The Gamma function, represented as \(\Gamma(n)\), is a crucial element in various branches of mathematics and science, such as probability and physics. It is often introduced as an extension of the factorial function to complex and real number arguments, defined by the integral:
\[ \Gamma(n) = \text{int}_{0}^{\infty} x^{n-1} e^{-x} dx \]
for real numbers n greater than zero. In the context of our exercise, the Gamma function allows us to express the Beta function in terms of more elementary components when dealing with the integral of powers of \(x\) over a square root of \(1 - x^2\).
When substituting the Beta function into our problem's solution, we use the identity connecting it to the Gamma function. For example, with even m:
\[ \frac{1}{2}B(n+1, \frac{1}{2}) = \frac{1}{2}\frac{\Gamma(n+1)\Gamma(\frac{1}{2})}{\Gamma(n+\frac{3}{2})} \]
This remarkable interrelation transforms the problem into a form where we can directly apply values to find the solution without needing to compute the full integral from scratch. It streamlines the process of solving integrals by utilizing the properties of these higher-level functions.

Integration Techniques

Integration techniques are the various methods used to evaluate integrals, which are key components in integral calculus. The exercise provided illustrates the importance of selecting the correct method based on the nature of the function being integrated.
For cases when m is even, the substitution \(x = \sin(t)\) is used, taking advantage of trigonometric identities and the inherent symmetry of the function over the interval [0,1]. The substitution simplifies the integral by changing the variable from x to a trigonometric function, which is then more easily integrated using the Beta function as demonstrated.

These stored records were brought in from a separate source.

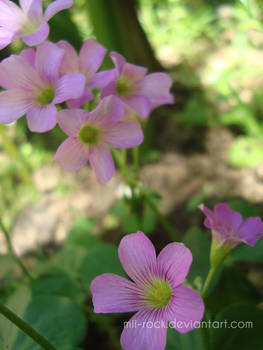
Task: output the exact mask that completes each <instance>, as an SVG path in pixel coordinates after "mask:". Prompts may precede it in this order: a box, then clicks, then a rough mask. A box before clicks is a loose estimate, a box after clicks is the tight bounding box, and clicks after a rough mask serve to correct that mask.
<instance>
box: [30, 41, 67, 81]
mask: <svg viewBox="0 0 263 350" xmlns="http://www.w3.org/2000/svg"><path fill="white" fill-rule="evenodd" d="M63 54H64V51H63V50H62V49H60V48H59V47H57V46H56V45H55V44H53V43H51V42H50V41H45V42H44V43H42V44H40V45H39V46H38V48H37V52H36V69H37V71H38V73H39V75H40V76H41V78H42V79H44V80H46V81H48V82H54V81H56V79H57V78H58V76H59V65H60V63H61V60H62V57H63Z"/></svg>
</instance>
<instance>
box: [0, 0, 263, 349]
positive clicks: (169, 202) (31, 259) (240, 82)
mask: <svg viewBox="0 0 263 350" xmlns="http://www.w3.org/2000/svg"><path fill="white" fill-rule="evenodd" d="M262 23H263V4H262V2H261V1H256V0H254V1H253V0H250V1H249V0H228V1H227V0H226V1H222V0H125V1H123V0H87V1H86V0H75V1H74V6H73V7H72V8H71V9H70V10H69V11H63V12H61V13H59V14H57V15H56V16H55V17H54V18H52V20H51V21H50V24H51V35H50V40H53V41H58V40H60V39H66V40H68V41H69V42H70V43H71V44H72V45H74V46H75V48H76V49H79V48H80V47H81V45H82V42H83V41H84V40H86V39H88V38H91V37H93V38H96V39H97V40H98V41H100V42H101V43H102V44H103V45H104V46H105V47H106V48H107V49H108V50H109V51H111V50H115V51H118V52H119V53H122V54H123V55H124V56H125V57H126V58H127V60H128V61H130V62H132V63H136V64H139V65H144V66H146V67H148V69H149V72H151V71H166V72H167V73H168V74H170V76H171V77H172V78H173V80H174V85H173V93H174V95H175V104H174V105H170V106H163V107H161V108H159V109H157V110H156V111H154V113H153V114H152V115H151V116H150V117H149V119H148V122H147V126H146V131H145V141H144V143H143V145H142V146H141V147H140V148H141V154H140V161H141V165H142V170H141V178H142V181H143V183H144V184H145V185H146V186H148V187H150V188H151V189H152V190H153V191H154V192H156V193H158V194H160V198H158V199H156V200H158V201H160V208H161V212H162V213H163V214H164V215H166V216H167V217H168V218H169V220H170V221H171V223H172V225H173V227H174V228H175V230H176V231H177V232H178V233H179V234H180V235H181V237H183V236H184V237H185V238H184V239H185V240H186V242H187V240H188V241H189V242H190V243H189V245H192V247H193V249H196V252H195V253H196V254H197V256H198V254H201V253H203V254H204V255H203V256H204V258H203V260H204V261H202V263H203V265H205V264H208V258H207V256H205V253H204V251H206V250H207V249H208V248H207V246H208V243H207V242H208V241H207V240H205V241H203V240H202V238H200V236H202V235H203V236H204V234H203V233H202V232H201V231H200V229H201V225H202V220H203V217H202V214H201V213H199V212H198V209H197V205H198V204H199V203H201V202H205V203H206V204H207V205H209V206H213V205H214V204H216V203H218V202H223V201H227V202H228V203H230V205H231V206H232V208H233V209H235V210H238V211H240V212H241V213H242V214H243V215H244V216H257V215H261V217H262V214H263V25H262ZM21 45H22V44H21V42H20V41H17V42H15V43H13V44H12V46H10V47H8V48H7V49H5V50H3V51H1V53H0V55H1V59H3V58H4V57H6V56H7V55H9V54H10V53H11V52H12V53H17V52H19V51H20V50H21V48H22V46H21ZM109 67H112V63H111V61H110V59H109V57H107V59H106V60H105V62H104V64H103V68H109ZM0 135H1V136H0V181H1V187H0V211H1V217H2V220H3V222H4V223H5V225H6V226H7V227H10V232H11V233H12V239H13V244H14V247H15V249H16V251H17V253H18V254H19V255H24V254H26V257H25V259H26V264H28V266H31V265H32V266H33V265H34V255H35V254H37V255H38V256H40V257H42V258H43V259H44V258H45V257H50V256H54V254H55V252H56V251H57V250H58V247H59V246H60V245H61V243H62V242H63V241H64V239H65V237H67V233H68V231H69V230H70V228H71V227H72V225H73V227H79V228H78V230H80V231H81V232H82V231H83V230H84V231H85V230H86V229H87V227H90V226H88V224H87V223H89V224H90V225H91V226H92V232H93V234H96V235H101V236H102V238H103V240H104V241H105V242H110V243H114V244H117V243H118V242H119V240H120V237H121V236H122V234H123V233H124V232H125V233H130V232H134V231H136V230H137V229H141V230H144V231H145V232H146V233H151V238H152V239H153V242H154V243H155V244H156V246H157V247H158V249H161V248H162V247H163V246H164V245H165V244H166V243H168V242H169V241H170V238H169V236H167V234H165V233H164V232H163V230H162V228H161V226H159V223H158V217H156V216H155V214H154V213H153V212H152V211H151V210H150V209H149V208H145V210H144V212H143V221H142V222H141V223H140V227H138V226H139V224H138V222H137V221H136V218H135V217H133V214H132V212H131V210H130V207H129V206H127V205H126V203H125V200H123V196H124V195H125V193H126V192H125V191H127V189H126V188H125V186H124V184H123V183H122V182H121V177H120V176H119V175H118V173H117V175H116V176H115V177H114V178H113V179H112V180H111V181H110V182H109V183H108V184H107V185H105V186H101V185H99V184H97V183H96V180H95V178H94V175H93V174H92V171H91V170H90V168H89V167H88V166H87V167H85V168H83V169H81V170H79V171H77V172H76V173H73V174H69V173H65V172H64V171H62V170H60V169H59V167H58V165H57V164H56V163H55V162H54V159H53V157H54V152H55V151H56V149H57V147H58V145H59V144H60V143H61V142H62V140H64V138H65V135H64V134H63V132H62V131H61V130H59V128H55V129H54V130H52V131H51V132H48V133H45V134H33V133H30V132H29V131H28V130H27V128H26V122H25V119H24V118H22V119H20V120H19V121H18V122H16V123H15V124H12V125H8V126H3V125H1V126H0ZM74 225H75V226H74ZM76 225H77V226H76ZM85 227H86V228H85ZM187 237H188V238H187ZM189 237H195V240H196V241H193V240H190V238H189ZM205 237H206V236H205ZM82 238H83V237H82ZM199 238H200V240H199ZM196 242H198V243H200V244H199V245H196ZM262 251H263V247H262V244H261V246H260V247H258V248H257V253H253V254H251V251H249V250H245V252H244V251H241V252H237V253H236V255H235V256H234V258H233V259H234V260H236V261H237V260H240V259H241V258H240V256H241V257H243V258H244V256H246V257H247V260H248V261H250V263H249V264H248V263H245V264H244V263H243V265H242V264H241V269H242V271H243V273H244V275H242V276H243V277H242V278H245V280H246V281H247V282H246V283H249V287H250V288H252V289H253V288H254V287H256V288H257V293H259V291H261V293H262V292H263V284H262V281H263V271H262V261H263V253H262ZM0 252H1V254H2V255H1V256H0V257H1V259H2V261H3V263H2V266H4V268H3V269H4V270H3V271H4V272H1V275H0V281H1V278H2V282H1V283H2V284H1V286H2V287H1V288H2V289H3V293H7V291H6V289H5V288H6V285H7V283H6V280H3V276H4V274H5V272H6V271H7V270H8V269H9V268H10V267H9V265H8V260H7V259H6V258H5V255H4V254H5V253H6V247H5V242H4V239H3V240H2V237H1V238H0ZM30 252H31V253H30ZM32 252H34V253H33V254H32ZM59 254H60V253H59ZM242 254H243V255H242ZM252 255H253V256H252ZM64 257H65V255H64ZM61 259H62V258H61ZM90 259H91V258H90ZM201 260H202V259H201ZM241 260H242V259H241ZM61 261H63V263H62V262H61V266H62V265H63V264H64V260H63V259H62V260H61ZM90 261H91V260H90ZM69 265H70V264H69ZM104 267H105V266H104ZM100 269H102V268H101V267H100ZM102 270H103V269H102ZM101 272H103V271H101ZM204 274H205V272H204ZM1 276H2V277H1ZM229 276H232V275H231V273H230V272H229V275H227V276H226V277H225V280H224V281H225V283H226V285H227V281H228V280H229V279H231V277H229ZM242 278H241V280H242V281H243V282H242V281H241V282H242V283H244V280H243V279H242ZM90 280H91V279H90ZM239 282H240V281H239ZM241 282H240V283H241ZM222 283H223V282H222ZM237 283H238V282H237ZM242 283H241V284H240V286H241V285H242ZM10 288H11V287H10ZM227 288H228V287H227ZM240 288H241V289H242V287H240ZM233 293H235V292H234V291H233ZM251 293H252V292H251V290H250V291H249V293H247V294H246V293H245V294H244V295H245V296H242V298H244V300H248V299H249V298H250V295H251ZM252 294H253V293H252ZM253 295H254V294H253ZM253 297H254V296H253ZM257 297H258V298H259V299H260V294H257ZM242 298H241V299H242ZM261 299H262V295H261ZM242 300H243V299H242ZM249 300H250V299H249ZM212 302H213V301H212ZM212 302H211V303H212ZM229 302H230V301H229ZM215 308H216V307H215ZM105 320H106V321H105V322H106V323H107V322H108V320H109V319H105ZM94 322H95V323H96V321H94ZM114 322H115V321H114ZM93 327H95V326H93ZM107 327H108V326H106V328H107ZM95 328H96V327H95ZM91 329H93V328H91ZM96 329H97V328H96ZM103 332H104V333H105V332H106V333H105V334H107V336H105V337H106V338H105V339H111V340H110V341H108V340H107V341H105V343H103V341H102V340H101V339H100V337H101V334H104V333H99V332H98V335H96V332H95V333H94V334H95V335H94V337H93V342H91V341H90V343H89V340H86V343H85V344H86V345H85V346H86V348H88V346H91V345H94V341H96V342H98V343H97V347H96V348H97V349H100V348H101V349H102V348H103V349H118V345H116V344H118V341H117V340H116V334H115V331H114V330H113V331H112V330H111V331H110V332H107V331H103ZM117 333H118V331H117ZM96 337H97V338H96ZM94 339H95V340H94ZM100 343H102V344H101V345H100ZM114 344H115V345H114ZM84 348H85V347H84ZM167 349H168V348H167ZM174 349H175V348H174ZM213 350H214V349H213Z"/></svg>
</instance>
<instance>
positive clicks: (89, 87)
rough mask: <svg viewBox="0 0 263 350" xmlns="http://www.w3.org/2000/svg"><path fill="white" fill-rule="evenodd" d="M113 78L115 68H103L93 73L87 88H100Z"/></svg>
mask: <svg viewBox="0 0 263 350" xmlns="http://www.w3.org/2000/svg"><path fill="white" fill-rule="evenodd" d="M114 78H115V69H109V70H105V71H102V72H99V73H96V74H94V75H93V77H92V78H91V80H90V81H89V83H88V87H89V88H93V89H102V88H104V87H106V86H107V85H108V84H109V83H110V82H111V81H113V80H114Z"/></svg>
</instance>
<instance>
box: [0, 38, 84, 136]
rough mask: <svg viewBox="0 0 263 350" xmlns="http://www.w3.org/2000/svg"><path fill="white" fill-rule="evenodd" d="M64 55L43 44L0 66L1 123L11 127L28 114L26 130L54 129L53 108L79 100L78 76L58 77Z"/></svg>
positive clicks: (43, 131)
mask: <svg viewBox="0 0 263 350" xmlns="http://www.w3.org/2000/svg"><path fill="white" fill-rule="evenodd" d="M63 54H64V51H63V50H62V49H60V48H58V47H57V46H56V45H55V44H52V43H51V42H49V41H46V42H44V43H42V44H40V45H39V46H38V48H37V50H36V52H35V50H34V49H28V50H25V51H23V52H22V53H21V55H20V56H16V55H11V56H10V57H8V58H6V59H5V60H3V61H2V62H1V63H0V85H1V86H3V87H4V88H5V89H7V91H3V92H0V106H1V108H0V123H7V124H8V123H11V122H13V121H15V120H17V119H18V118H20V117H22V116H23V115H24V114H27V122H28V126H29V129H30V130H31V131H36V132H45V131H48V130H50V129H52V128H53V127H54V126H55V125H56V114H57V110H56V107H55V105H56V104H58V103H61V102H64V101H66V100H68V99H70V98H77V97H79V96H81V94H82V93H83V90H84V86H85V77H84V76H83V75H82V74H81V73H72V74H66V75H63V76H61V77H60V76H59V65H60V62H61V60H62V57H63Z"/></svg>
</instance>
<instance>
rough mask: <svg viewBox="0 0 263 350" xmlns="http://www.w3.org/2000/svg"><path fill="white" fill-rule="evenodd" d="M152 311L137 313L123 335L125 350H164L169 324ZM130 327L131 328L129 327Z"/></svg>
mask: <svg viewBox="0 0 263 350" xmlns="http://www.w3.org/2000/svg"><path fill="white" fill-rule="evenodd" d="M162 321H163V320H162V319H161V318H160V317H158V313H156V312H154V311H153V312H151V311H150V310H142V311H139V312H137V313H136V314H135V315H134V316H133V317H132V318H131V319H130V320H129V323H128V325H127V326H125V328H124V330H123V331H122V334H121V340H120V341H121V346H122V349H123V350H164V349H165V345H166V334H167V329H166V328H165V327H166V326H167V323H166V324H165V323H163V322H162ZM129 325H130V327H129Z"/></svg>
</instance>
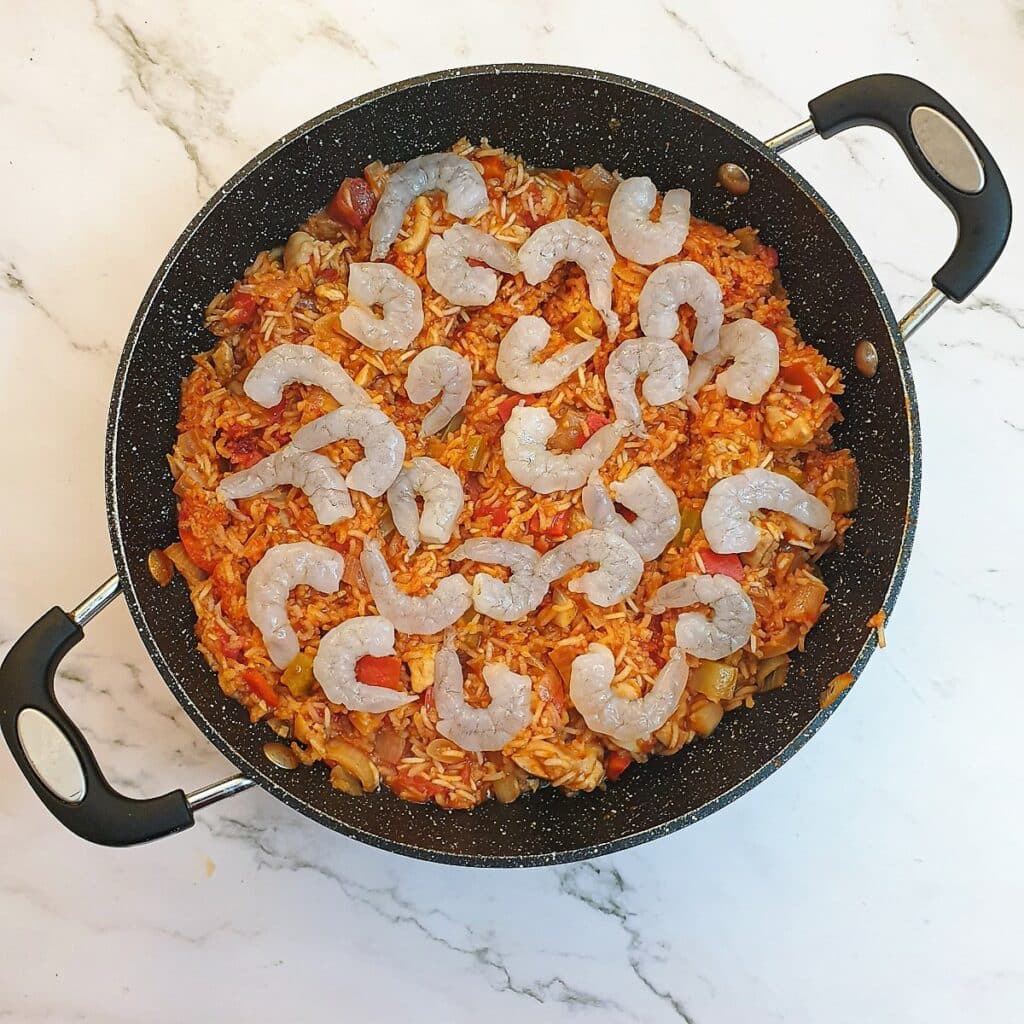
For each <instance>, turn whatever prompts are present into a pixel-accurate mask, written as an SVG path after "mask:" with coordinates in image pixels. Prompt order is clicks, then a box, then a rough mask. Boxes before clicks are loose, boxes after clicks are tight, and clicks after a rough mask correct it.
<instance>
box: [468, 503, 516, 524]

For odd values of m, the integral requires a slight adjustment but still follows a similar approach. In both cases, the ability to choose and apply the right technique—trigonometric substitution in this instance—greatly simplifies the problem.
Understanding these integration techniques, such as substitution, parts, trigonometric integration, and integration of rational functions, gives one the tools needed to tackle a wide range of integrals, including those found in homework exercises or more advanced mathematical problems.